Re: d_len/d_buf arbitration for s32k1xx_flexcan

2023-01-04 Thread raiden00pl
Related issue: https://github.com/apache/nuttx/issues/5142.
Not using a work queue to handle CAN RX is basically wrong. Unfortunately
all NXP SocketCAN drivers are affected.

wt., 3 sty 2023 o 19:38 Xiang Xiao  napisał(a):

>   Sorry, "you must do..." may confuse you. What I mean is the CAN driver.
>
> On Wed, Jan 4, 2023 at 2:30 AM Carlos Sanchez
>  wrote:
>
> > Hi Xiang,
> >
> > Please note what I describe is not caused by my code using multiple
> > threads, but is happening on Nuttx upstream. My code is single threaded,
> > but s32k1xx_flexcan driver (and several other Socket CAN drivers as they
> > all seem to be derived from the same code base) does some things on the
> > thread I call write() from, and some other things on CANWORK work queue
> > thread.
> > My understanding is that net code is structured so work queue threads are
> > used, generally, but in Socket CAN drivers this was "waived" to avoid
> data
> > loss, causing the problem I describe.
> >
> > Thanks,
> >
> > Carlos
> >
> > On Tue, Jan 3, 2023 at 6:56 PM Xiang Xiao 
> > wrote:
> >
> > > Since tx/rx share the same d_len/d_buf, you must do send/recv in one
> and
> > > only thread(either by system work thread or driver dedicated thread) to
> > > avoid the race condition you describe below.
> > >
> > > On Wed, Jan 4, 2023 at 1:45 AM Carlos Sanchez
> > >  wrote:
> > >
> > > > Hi all,
> > > >
> > > > I am observing an extrange behavior: under heavy-error CAN TX
> scenario
> > > (no
> > > > acks so TX fails always), usually after the second call to write() my
> > > > writes fail.

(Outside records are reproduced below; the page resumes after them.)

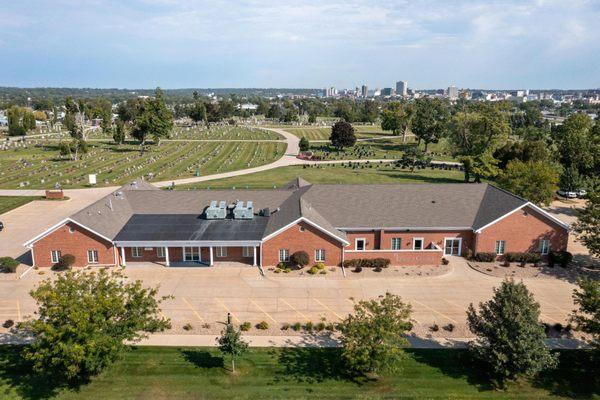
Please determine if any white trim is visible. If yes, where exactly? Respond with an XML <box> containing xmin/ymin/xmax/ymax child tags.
<box><xmin>23</xmin><ymin>218</ymin><xmax>113</xmax><ymax>247</ymax></box>
<box><xmin>442</xmin><ymin>237</ymin><xmax>462</xmax><ymax>256</ymax></box>
<box><xmin>412</xmin><ymin>237</ymin><xmax>425</xmax><ymax>251</ymax></box>
<box><xmin>475</xmin><ymin>202</ymin><xmax>570</xmax><ymax>233</ymax></box>
<box><xmin>354</xmin><ymin>238</ymin><xmax>367</xmax><ymax>251</ymax></box>
<box><xmin>262</xmin><ymin>217</ymin><xmax>350</xmax><ymax>244</ymax></box>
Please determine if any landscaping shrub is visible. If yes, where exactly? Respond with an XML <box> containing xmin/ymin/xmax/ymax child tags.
<box><xmin>240</xmin><ymin>321</ymin><xmax>252</xmax><ymax>332</ymax></box>
<box><xmin>52</xmin><ymin>254</ymin><xmax>75</xmax><ymax>271</ymax></box>
<box><xmin>290</xmin><ymin>250</ymin><xmax>309</xmax><ymax>267</ymax></box>
<box><xmin>0</xmin><ymin>257</ymin><xmax>20</xmax><ymax>273</ymax></box>
<box><xmin>473</xmin><ymin>252</ymin><xmax>496</xmax><ymax>262</ymax></box>
<box><xmin>256</xmin><ymin>321</ymin><xmax>269</xmax><ymax>331</ymax></box>
<box><xmin>344</xmin><ymin>258</ymin><xmax>391</xmax><ymax>268</ymax></box>
<box><xmin>549</xmin><ymin>251</ymin><xmax>573</xmax><ymax>268</ymax></box>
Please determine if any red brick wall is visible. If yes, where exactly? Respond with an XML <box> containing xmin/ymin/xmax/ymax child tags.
<box><xmin>476</xmin><ymin>207</ymin><xmax>569</xmax><ymax>253</ymax></box>
<box><xmin>32</xmin><ymin>223</ymin><xmax>115</xmax><ymax>267</ymax></box>
<box><xmin>344</xmin><ymin>250</ymin><xmax>444</xmax><ymax>266</ymax></box>
<box><xmin>262</xmin><ymin>222</ymin><xmax>342</xmax><ymax>267</ymax></box>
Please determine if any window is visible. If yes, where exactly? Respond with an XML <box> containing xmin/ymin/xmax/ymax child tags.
<box><xmin>131</xmin><ymin>247</ymin><xmax>142</xmax><ymax>258</ymax></box>
<box><xmin>217</xmin><ymin>247</ymin><xmax>227</xmax><ymax>258</ymax></box>
<box><xmin>413</xmin><ymin>238</ymin><xmax>424</xmax><ymax>250</ymax></box>
<box><xmin>88</xmin><ymin>250</ymin><xmax>98</xmax><ymax>264</ymax></box>
<box><xmin>50</xmin><ymin>250</ymin><xmax>60</xmax><ymax>264</ymax></box>
<box><xmin>279</xmin><ymin>249</ymin><xmax>290</xmax><ymax>262</ymax></box>
<box><xmin>540</xmin><ymin>239</ymin><xmax>550</xmax><ymax>255</ymax></box>
<box><xmin>315</xmin><ymin>249</ymin><xmax>325</xmax><ymax>262</ymax></box>
<box><xmin>354</xmin><ymin>238</ymin><xmax>367</xmax><ymax>250</ymax></box>
<box><xmin>494</xmin><ymin>240</ymin><xmax>506</xmax><ymax>256</ymax></box>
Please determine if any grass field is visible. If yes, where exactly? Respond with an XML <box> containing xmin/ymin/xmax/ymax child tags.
<box><xmin>282</xmin><ymin>125</ymin><xmax>391</xmax><ymax>140</ymax></box>
<box><xmin>0</xmin><ymin>141</ymin><xmax>286</xmax><ymax>189</ymax></box>
<box><xmin>0</xmin><ymin>347</ymin><xmax>597</xmax><ymax>400</ymax></box>
<box><xmin>177</xmin><ymin>163</ymin><xmax>463</xmax><ymax>189</ymax></box>
<box><xmin>0</xmin><ymin>196</ymin><xmax>41</xmax><ymax>214</ymax></box>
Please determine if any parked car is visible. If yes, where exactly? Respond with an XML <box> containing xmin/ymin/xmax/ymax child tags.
<box><xmin>556</xmin><ymin>189</ymin><xmax>577</xmax><ymax>199</ymax></box>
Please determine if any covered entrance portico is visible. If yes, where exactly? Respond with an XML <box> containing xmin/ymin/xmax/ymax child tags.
<box><xmin>115</xmin><ymin>241</ymin><xmax>261</xmax><ymax>267</ymax></box>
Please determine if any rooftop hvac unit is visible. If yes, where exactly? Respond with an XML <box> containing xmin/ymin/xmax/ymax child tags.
<box><xmin>233</xmin><ymin>201</ymin><xmax>254</xmax><ymax>219</ymax></box>
<box><xmin>205</xmin><ymin>200</ymin><xmax>226</xmax><ymax>219</ymax></box>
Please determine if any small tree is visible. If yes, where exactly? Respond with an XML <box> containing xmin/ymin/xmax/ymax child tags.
<box><xmin>571</xmin><ymin>278</ymin><xmax>600</xmax><ymax>349</ymax></box>
<box><xmin>20</xmin><ymin>269</ymin><xmax>171</xmax><ymax>381</ymax></box>
<box><xmin>217</xmin><ymin>324</ymin><xmax>248</xmax><ymax>372</ymax></box>
<box><xmin>574</xmin><ymin>192</ymin><xmax>600</xmax><ymax>257</ymax></box>
<box><xmin>329</xmin><ymin>121</ymin><xmax>356</xmax><ymax>150</ymax></box>
<box><xmin>299</xmin><ymin>136</ymin><xmax>310</xmax><ymax>151</ymax></box>
<box><xmin>290</xmin><ymin>250</ymin><xmax>310</xmax><ymax>267</ymax></box>
<box><xmin>340</xmin><ymin>293</ymin><xmax>412</xmax><ymax>375</ymax></box>
<box><xmin>467</xmin><ymin>279</ymin><xmax>557</xmax><ymax>385</ymax></box>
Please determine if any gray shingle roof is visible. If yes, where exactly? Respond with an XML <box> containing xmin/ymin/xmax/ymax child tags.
<box><xmin>71</xmin><ymin>178</ymin><xmax>527</xmax><ymax>240</ymax></box>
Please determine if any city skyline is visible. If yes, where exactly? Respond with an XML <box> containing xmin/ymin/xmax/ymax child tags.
<box><xmin>0</xmin><ymin>0</ymin><xmax>600</xmax><ymax>90</ymax></box>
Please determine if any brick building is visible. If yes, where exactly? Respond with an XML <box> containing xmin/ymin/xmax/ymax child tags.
<box><xmin>25</xmin><ymin>178</ymin><xmax>568</xmax><ymax>267</ymax></box>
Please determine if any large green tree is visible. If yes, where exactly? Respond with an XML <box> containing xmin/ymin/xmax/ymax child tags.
<box><xmin>498</xmin><ymin>160</ymin><xmax>558</xmax><ymax>205</ymax></box>
<box><xmin>467</xmin><ymin>279</ymin><xmax>557</xmax><ymax>386</ymax></box>
<box><xmin>20</xmin><ymin>269</ymin><xmax>170</xmax><ymax>380</ymax></box>
<box><xmin>340</xmin><ymin>293</ymin><xmax>412</xmax><ymax>375</ymax></box>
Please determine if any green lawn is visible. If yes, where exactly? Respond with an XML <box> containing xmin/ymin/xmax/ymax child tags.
<box><xmin>176</xmin><ymin>163</ymin><xmax>463</xmax><ymax>189</ymax></box>
<box><xmin>0</xmin><ymin>347</ymin><xmax>598</xmax><ymax>400</ymax></box>
<box><xmin>0</xmin><ymin>140</ymin><xmax>286</xmax><ymax>189</ymax></box>
<box><xmin>0</xmin><ymin>196</ymin><xmax>41</xmax><ymax>214</ymax></box>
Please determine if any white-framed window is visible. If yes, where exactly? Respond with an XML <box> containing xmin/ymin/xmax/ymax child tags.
<box><xmin>494</xmin><ymin>240</ymin><xmax>506</xmax><ymax>256</ymax></box>
<box><xmin>413</xmin><ymin>238</ymin><xmax>425</xmax><ymax>250</ymax></box>
<box><xmin>131</xmin><ymin>247</ymin><xmax>143</xmax><ymax>258</ymax></box>
<box><xmin>540</xmin><ymin>239</ymin><xmax>550</xmax><ymax>255</ymax></box>
<box><xmin>217</xmin><ymin>246</ymin><xmax>227</xmax><ymax>258</ymax></box>
<box><xmin>50</xmin><ymin>250</ymin><xmax>60</xmax><ymax>264</ymax></box>
<box><xmin>88</xmin><ymin>250</ymin><xmax>98</xmax><ymax>264</ymax></box>
<box><xmin>279</xmin><ymin>249</ymin><xmax>290</xmax><ymax>262</ymax></box>
<box><xmin>315</xmin><ymin>249</ymin><xmax>325</xmax><ymax>262</ymax></box>
<box><xmin>354</xmin><ymin>238</ymin><xmax>367</xmax><ymax>251</ymax></box>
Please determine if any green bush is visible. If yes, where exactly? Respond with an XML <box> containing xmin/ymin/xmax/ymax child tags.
<box><xmin>0</xmin><ymin>257</ymin><xmax>20</xmax><ymax>273</ymax></box>
<box><xmin>344</xmin><ymin>258</ymin><xmax>391</xmax><ymax>269</ymax></box>
<box><xmin>290</xmin><ymin>250</ymin><xmax>309</xmax><ymax>267</ymax></box>
<box><xmin>473</xmin><ymin>251</ymin><xmax>496</xmax><ymax>262</ymax></box>
<box><xmin>256</xmin><ymin>321</ymin><xmax>269</xmax><ymax>331</ymax></box>
<box><xmin>240</xmin><ymin>321</ymin><xmax>252</xmax><ymax>332</ymax></box>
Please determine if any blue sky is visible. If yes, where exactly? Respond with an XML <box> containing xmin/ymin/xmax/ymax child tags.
<box><xmin>0</xmin><ymin>0</ymin><xmax>600</xmax><ymax>88</ymax></box>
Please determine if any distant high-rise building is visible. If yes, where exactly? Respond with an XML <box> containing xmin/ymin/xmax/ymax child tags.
<box><xmin>396</xmin><ymin>81</ymin><xmax>408</xmax><ymax>97</ymax></box>
<box><xmin>448</xmin><ymin>86</ymin><xmax>458</xmax><ymax>100</ymax></box>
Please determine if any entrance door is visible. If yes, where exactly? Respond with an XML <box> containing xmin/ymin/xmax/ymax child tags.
<box><xmin>444</xmin><ymin>238</ymin><xmax>462</xmax><ymax>256</ymax></box>
<box><xmin>183</xmin><ymin>247</ymin><xmax>200</xmax><ymax>262</ymax></box>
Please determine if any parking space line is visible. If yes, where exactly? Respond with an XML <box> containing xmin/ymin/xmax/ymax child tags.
<box><xmin>313</xmin><ymin>297</ymin><xmax>344</xmax><ymax>321</ymax></box>
<box><xmin>249</xmin><ymin>299</ymin><xmax>277</xmax><ymax>323</ymax></box>
<box><xmin>280</xmin><ymin>297</ymin><xmax>310</xmax><ymax>321</ymax></box>
<box><xmin>215</xmin><ymin>297</ymin><xmax>241</xmax><ymax>323</ymax></box>
<box><xmin>182</xmin><ymin>297</ymin><xmax>204</xmax><ymax>322</ymax></box>
<box><xmin>412</xmin><ymin>299</ymin><xmax>458</xmax><ymax>324</ymax></box>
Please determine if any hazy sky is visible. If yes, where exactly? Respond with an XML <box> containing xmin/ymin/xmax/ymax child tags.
<box><xmin>0</xmin><ymin>0</ymin><xmax>600</xmax><ymax>88</ymax></box>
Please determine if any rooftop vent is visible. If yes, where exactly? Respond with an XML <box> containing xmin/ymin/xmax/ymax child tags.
<box><xmin>205</xmin><ymin>200</ymin><xmax>227</xmax><ymax>219</ymax></box>
<box><xmin>233</xmin><ymin>201</ymin><xmax>254</xmax><ymax>219</ymax></box>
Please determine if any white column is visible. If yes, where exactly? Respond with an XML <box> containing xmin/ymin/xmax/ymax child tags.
<box><xmin>121</xmin><ymin>247</ymin><xmax>127</xmax><ymax>266</ymax></box>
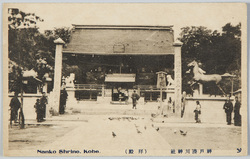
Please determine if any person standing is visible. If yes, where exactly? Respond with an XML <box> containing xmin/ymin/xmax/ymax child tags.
<box><xmin>34</xmin><ymin>99</ymin><xmax>42</xmax><ymax>122</ymax></box>
<box><xmin>234</xmin><ymin>97</ymin><xmax>241</xmax><ymax>126</ymax></box>
<box><xmin>10</xmin><ymin>92</ymin><xmax>21</xmax><ymax>124</ymax></box>
<box><xmin>131</xmin><ymin>90</ymin><xmax>140</xmax><ymax>109</ymax></box>
<box><xmin>194</xmin><ymin>101</ymin><xmax>201</xmax><ymax>123</ymax></box>
<box><xmin>59</xmin><ymin>88</ymin><xmax>68</xmax><ymax>114</ymax></box>
<box><xmin>40</xmin><ymin>92</ymin><xmax>48</xmax><ymax>121</ymax></box>
<box><xmin>223</xmin><ymin>97</ymin><xmax>233</xmax><ymax>125</ymax></box>
<box><xmin>124</xmin><ymin>89</ymin><xmax>129</xmax><ymax>104</ymax></box>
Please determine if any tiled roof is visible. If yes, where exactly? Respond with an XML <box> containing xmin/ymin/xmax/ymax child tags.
<box><xmin>63</xmin><ymin>25</ymin><xmax>174</xmax><ymax>55</ymax></box>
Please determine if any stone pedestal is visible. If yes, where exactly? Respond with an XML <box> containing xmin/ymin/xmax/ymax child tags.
<box><xmin>52</xmin><ymin>38</ymin><xmax>64</xmax><ymax>111</ymax></box>
<box><xmin>173</xmin><ymin>42</ymin><xmax>182</xmax><ymax>117</ymax></box>
<box><xmin>66</xmin><ymin>88</ymin><xmax>77</xmax><ymax>108</ymax></box>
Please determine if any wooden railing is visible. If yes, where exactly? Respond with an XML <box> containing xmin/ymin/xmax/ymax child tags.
<box><xmin>75</xmin><ymin>84</ymin><xmax>105</xmax><ymax>90</ymax></box>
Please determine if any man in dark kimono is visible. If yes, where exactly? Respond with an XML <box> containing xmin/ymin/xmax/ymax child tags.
<box><xmin>59</xmin><ymin>88</ymin><xmax>68</xmax><ymax>114</ymax></box>
<box><xmin>10</xmin><ymin>92</ymin><xmax>21</xmax><ymax>123</ymax></box>
<box><xmin>131</xmin><ymin>91</ymin><xmax>140</xmax><ymax>109</ymax></box>
<box><xmin>40</xmin><ymin>92</ymin><xmax>48</xmax><ymax>120</ymax></box>
<box><xmin>234</xmin><ymin>97</ymin><xmax>241</xmax><ymax>126</ymax></box>
<box><xmin>223</xmin><ymin>97</ymin><xmax>233</xmax><ymax>125</ymax></box>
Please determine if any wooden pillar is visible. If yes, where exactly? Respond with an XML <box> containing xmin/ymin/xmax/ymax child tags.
<box><xmin>199</xmin><ymin>83</ymin><xmax>203</xmax><ymax>96</ymax></box>
<box><xmin>102</xmin><ymin>84</ymin><xmax>105</xmax><ymax>98</ymax></box>
<box><xmin>173</xmin><ymin>42</ymin><xmax>182</xmax><ymax>117</ymax></box>
<box><xmin>53</xmin><ymin>38</ymin><xmax>64</xmax><ymax>111</ymax></box>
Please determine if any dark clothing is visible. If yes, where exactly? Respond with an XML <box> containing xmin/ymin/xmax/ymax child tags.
<box><xmin>131</xmin><ymin>93</ymin><xmax>140</xmax><ymax>109</ymax></box>
<box><xmin>10</xmin><ymin>97</ymin><xmax>21</xmax><ymax>121</ymax></box>
<box><xmin>40</xmin><ymin>96</ymin><xmax>48</xmax><ymax>119</ymax></box>
<box><xmin>223</xmin><ymin>101</ymin><xmax>233</xmax><ymax>125</ymax></box>
<box><xmin>34</xmin><ymin>101</ymin><xmax>43</xmax><ymax>122</ymax></box>
<box><xmin>59</xmin><ymin>90</ymin><xmax>68</xmax><ymax>114</ymax></box>
<box><xmin>234</xmin><ymin>101</ymin><xmax>241</xmax><ymax>126</ymax></box>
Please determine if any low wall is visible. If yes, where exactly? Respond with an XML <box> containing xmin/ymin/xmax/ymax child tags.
<box><xmin>8</xmin><ymin>94</ymin><xmax>42</xmax><ymax>119</ymax></box>
<box><xmin>183</xmin><ymin>97</ymin><xmax>234</xmax><ymax>124</ymax></box>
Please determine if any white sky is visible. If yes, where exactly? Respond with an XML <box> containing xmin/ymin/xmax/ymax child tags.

This is expected as s32k1xx_flexcan has two TX mailboxes
> > and
> > > > from my understanding of the code there is no other buffering (on
> this
> > > > specific CAN driver at least).
> > > >
> > > > However, if I enable CAN errors, and depending on runtime sync
> > conditions
> > > > (basically, if I put a breakpoint on s32k1xx_txpoll) then all the
> > writes
> > > > after the first silently fail, without really trying to send anything
> > (I
> > > > see on ESR2 register than second TX mailbox does not really become
> > > active).
> > > >
> > > > After some debugging, I have seen that the CANWORK=LPWORK thread has
> > > > scheduled calls to s32k1xx_error_work, overwrites d_buf/d_len to send
> > the
> > > > error frames in. But TX polling does not always happen in CANWORK
> > thread:
> > > > it does when it comes from s32k1xx_txdone_work, but not when it comes
> > > from
> > > > s32k1xx_txavail_work, which, despite the name, is called directly on
> > > > s32k1xx_txavail context (which is the application context). What is
> > > > happening in my case, is txavail_work->...->devif_poll->can_poll is
> > > setting
> > > > d_buf/d_len to the packed to be sent, but before s32k1xx_txpoll
> checks
> > it
> > > > (due to my breakpoint), s32k1xx_error kicks in, "steals" d_buf/d_len
> to
> > > > setup the error frame and calls can_input. The frame which was set up
> > by
> > > > the polling sequence gets silently discarded.
> > > >
> > > > I have tried setting s32k1xx_txavail_work inside CANWORK, but this
> > fails
> > > > because can_sendmsg checks immediately for non-blocking writes;
> placing
> > > the
> > > > polling in the work queue would cause all non-blocking writes to
> fail.
> > > >
> > > > Related to this, I also fail to see the arbitration between TX/RX for
> > > > d_buf/d_len. From what I see, the same problem I am describing could
> > > happen
> > > > by s32k1xx_receive "stealing" d_buf/d_len, same as s32k1xx_error is
> > doing
> > > > in my case. But this is only a thought, I have not observed it.
> > > >
> > > > A possible clean solution is to use another buffer, but it is complex
> > and
> > > > would mean losing the direct connection between the write and the HW
> TX
> > > > (which might be useful in general and it is for my use case). A
> quicker
> > > > solution would be for s32k1xx_error to lock the network, forcing it
> to
> > > wait
> > > > until txavail_work is done. This would solve my case. My second
> concern
> > > is
> > > > more difficult to solve as comments in the code explicitly say RX
> > cannot
> > > be
> > > > delayed to the work queue or CAN frames would be lost.
> > > >
> > > > Any ideas or anything I might be missing here?
> > > >
> > > > Thanks,
> > > >
> > > > Carlos
> > > >
> > > > --
> > > >
> > > > Carlos Sanchez (he, him, his)
> > > > Geotab
> > > >
> > > > Embedded Systems Developer Team Lead | Europe
> > > >
> > > > Visit
> > > >
> > > > www.geotab.com
> > > >
> > > > Twitter  | Facebook
> > > >  | YouTube
> > > >  | LinkedIn
> > > > 
> > > >
> > >
> >
> >
> > --
> >
> > Carlos Sanchez (he, him, his)
> > Geotab
> >
> > Embedded Systems Developer Team Lead | Europe
> >
> > Visit
> >
> > www.geotab.com
> >
> > Twitter  | Facebook
> >  

Re: Version when building the latest NuttX

2023-01-04 Thread Alan C. Assis
Hi Jernej,

I faced similar issue some time all, I don't remember all the details but
in some special cases the script get the wrong information. I think it
happens when we do git reset --hard to some commit from old release.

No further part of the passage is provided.